Comidas equilibradas en la rutina mexicana
Disfrutar de nuestra comida es parte de la cultura. No obstante, el ritmo de trabajo a menudo nos empuja a comer rápido, saltarnos el desayuno o abusar de los antojitos por falta de tiempo.
Comer con pausa
Sentarse en la fonda o en el comedor de la oficina, dejar el celular a un lado y masticar con calma. Comer en cinco minutos frente al monitor impide que tu cuerpo registre la saciedad adecuadamente, haciéndote sentir pesadez durante toda la tarde.
Observar las porciones, sin extremos
Nadie dice que debes eliminar la tortilla. Es un excelente alimento. El secreto es la observación: acompañar un guisado con dos o tres tortillas está bien, pero sumar refresco grande y postre todos los días genera un desbalance en tu energía.

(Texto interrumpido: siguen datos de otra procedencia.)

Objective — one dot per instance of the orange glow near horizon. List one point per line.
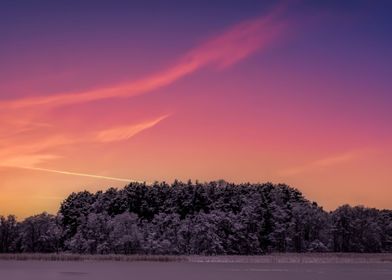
(244, 106)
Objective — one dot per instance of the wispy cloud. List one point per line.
(233, 45)
(63, 172)
(29, 155)
(125, 132)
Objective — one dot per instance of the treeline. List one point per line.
(195, 218)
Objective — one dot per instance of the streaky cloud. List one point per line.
(226, 49)
(125, 132)
(79, 174)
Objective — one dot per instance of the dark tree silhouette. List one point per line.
(198, 218)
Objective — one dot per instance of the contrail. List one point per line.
(79, 174)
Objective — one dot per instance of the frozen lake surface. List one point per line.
(108, 270)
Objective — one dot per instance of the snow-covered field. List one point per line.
(103, 270)
(286, 266)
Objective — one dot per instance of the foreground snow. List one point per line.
(98, 270)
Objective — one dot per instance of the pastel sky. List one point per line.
(95, 94)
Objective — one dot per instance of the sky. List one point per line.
(96, 94)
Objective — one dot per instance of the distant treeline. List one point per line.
(197, 218)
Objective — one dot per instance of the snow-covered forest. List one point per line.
(198, 218)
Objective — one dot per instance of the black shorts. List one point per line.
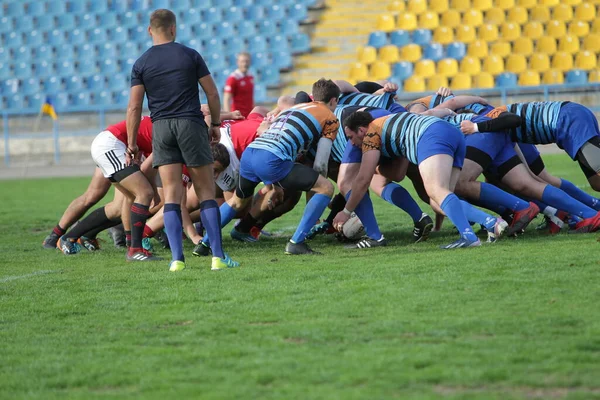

El reto del café y el agua
En el clima cálido, la hidratación es clave. Muchas veces confundimos la sed con hambre o fatiga. Intenta que tu principal bebida sea agua simple. Deja el café de olla o el americano para el disfrute, no como gasolina obligatoria para sobrevivir el día.
Variedad de colores locales
Nopales, calabacitas, jitomate, aguacate, frijoles. Aprovecha la riqueza de los mercados locales. Un plato que incluye verduras frescas y cocidas te aporta la fibra necesaria para una digestión tranquila.